Turquie : Près de 300 arrestations pour terrorisme sur fond de dialogue avec le PKK
Le gouvernement turc accentue la pression sur les mouvements et sympathisants pro-kurdes accusés de “terrorisme” en même temps que se poursuit le dialogue, engagé à son initiative, avec le PKK en vue d’une trêve.
Près de 300 “membres présumés d’organisations terroristes” ont été arrêtés au cours des cinq derniers jours a annoncé le ministre de l’Intérieur Ali Yerlikaya, visant nommément le Parti des Travailleurs du Kurdistan (PKK) dans son communiqué. Ces arrestations ont été effectuées dans une cinquantaine de provinces du pays dont celles d’Istanbul, Ankara et des régions à majorité kurde à l’est du pays.

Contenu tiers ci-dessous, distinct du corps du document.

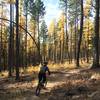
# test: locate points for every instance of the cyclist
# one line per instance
(42, 73)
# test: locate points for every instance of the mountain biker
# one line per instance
(42, 73)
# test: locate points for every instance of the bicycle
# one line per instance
(40, 86)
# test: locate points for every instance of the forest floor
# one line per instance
(63, 84)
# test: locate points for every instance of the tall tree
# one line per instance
(96, 37)
(43, 34)
(11, 41)
(17, 40)
(37, 11)
(80, 35)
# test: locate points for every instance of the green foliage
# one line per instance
(36, 9)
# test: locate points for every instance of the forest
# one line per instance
(69, 43)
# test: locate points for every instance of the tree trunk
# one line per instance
(80, 35)
(17, 40)
(10, 54)
(96, 38)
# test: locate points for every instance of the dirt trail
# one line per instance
(26, 90)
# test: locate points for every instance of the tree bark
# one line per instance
(80, 35)
(96, 38)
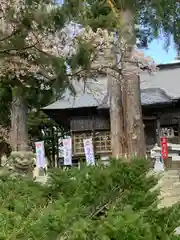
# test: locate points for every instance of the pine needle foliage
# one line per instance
(100, 202)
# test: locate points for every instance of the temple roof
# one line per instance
(161, 87)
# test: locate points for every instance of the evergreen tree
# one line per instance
(123, 17)
(34, 49)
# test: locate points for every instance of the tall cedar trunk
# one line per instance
(117, 133)
(19, 131)
(133, 117)
(134, 129)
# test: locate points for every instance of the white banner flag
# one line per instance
(67, 150)
(89, 151)
(40, 155)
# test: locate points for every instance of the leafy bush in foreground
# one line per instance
(114, 202)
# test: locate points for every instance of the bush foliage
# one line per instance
(101, 202)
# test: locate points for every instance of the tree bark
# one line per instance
(134, 128)
(133, 117)
(19, 130)
(116, 124)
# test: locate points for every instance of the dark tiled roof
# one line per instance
(162, 87)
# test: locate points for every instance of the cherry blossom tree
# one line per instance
(118, 68)
(35, 46)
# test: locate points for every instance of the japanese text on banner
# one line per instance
(40, 155)
(67, 150)
(89, 152)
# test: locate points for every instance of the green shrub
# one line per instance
(99, 202)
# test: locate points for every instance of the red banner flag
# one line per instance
(164, 147)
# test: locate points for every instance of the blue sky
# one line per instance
(159, 54)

Plusieurs arrestations ont aussi visé des responsables du parti pro-kurde DEM, troisième force au Parlement, directement impliqué dans le dialogue initié avec Abdullah Öcalan, fondateur et chef historique du PKK.
Vers une trêve?
Détenu à l’isolement depuis 26 ans dans une île-prison au large d’Istanbul, “Apo” (oncle, en kurde), âgé de 75 ans, pourrait appeler le PKK à déposer les armes après des décennies de guérilla, en échange de concessions démocratiques du pouvoir à l’égard de la minorité kurde.
Une délégation du DEM a été autorisée à rencontrer Abdullah Öcalan à deux reprises. Elle se trouve depuis dimanche dans le nord de l’Irak, pour une série d’entretiens avec les autorités de la région autonome du Kurdistan dans le cadre de cette médiation.
‘’L’objectif du gouvernement [turc] est d’avancer avec une position avantageuse – la négociation – tout en envoyant le message que, si ces négociations n’aboutissent pas, il est prêt à accentuer les pressions sur le DEM’’ Sinan Ülgen, chercheur associé à la Fondation Carnegie Europe.
Mais le DEM est simultanément dans le viseur des autorités qui ont destitué ces derniers mois neuf de ses maires élus dans des régions à majorité kurde, remplacés par des administrateurs nommés par les autorités.
Un gouvernement qui joue sur deux tableaux
Pour Gönul Tol, du Middle East Institute à Washington, le chef de l’Etat joue sur deux tableaux. “D’un côté, il poursuit ces négociations avec le PKK, sans avoir vraiment adhéré à cette idée. De l’autre, il continue comme d’habitude avec les Kurdes, c’est-à-dire qu’il les cible, les emprisonne, les désigne et s’en prend aux édiles kurdes démocratiquement élus”, explique-t-elle.
Sinan Ülgen, chercheur associé à la Fondation Carnegie Europe, estime quant à lui qu’en agissant ainsi, “l’objectif du gouvernement est d’avancer avec une position avantageuse – la négociation – tout en envoyant le message que, si ces négociations n’aboutissent pas, il est prêt à accentuer les pressions sur le DEM”.
Dernière trêve en 2015
La Turquie a déjà connu de précédents espoirs de paix. Mais la dernière trêve, en 2015, avait volé en éclats pour déboucher sur une explosion de violences, en particulier dans le sud-est du pays.
Selon une estimation communément admise, le conflit avec le PKK a causé au moins 40’000 morts depuis 1984.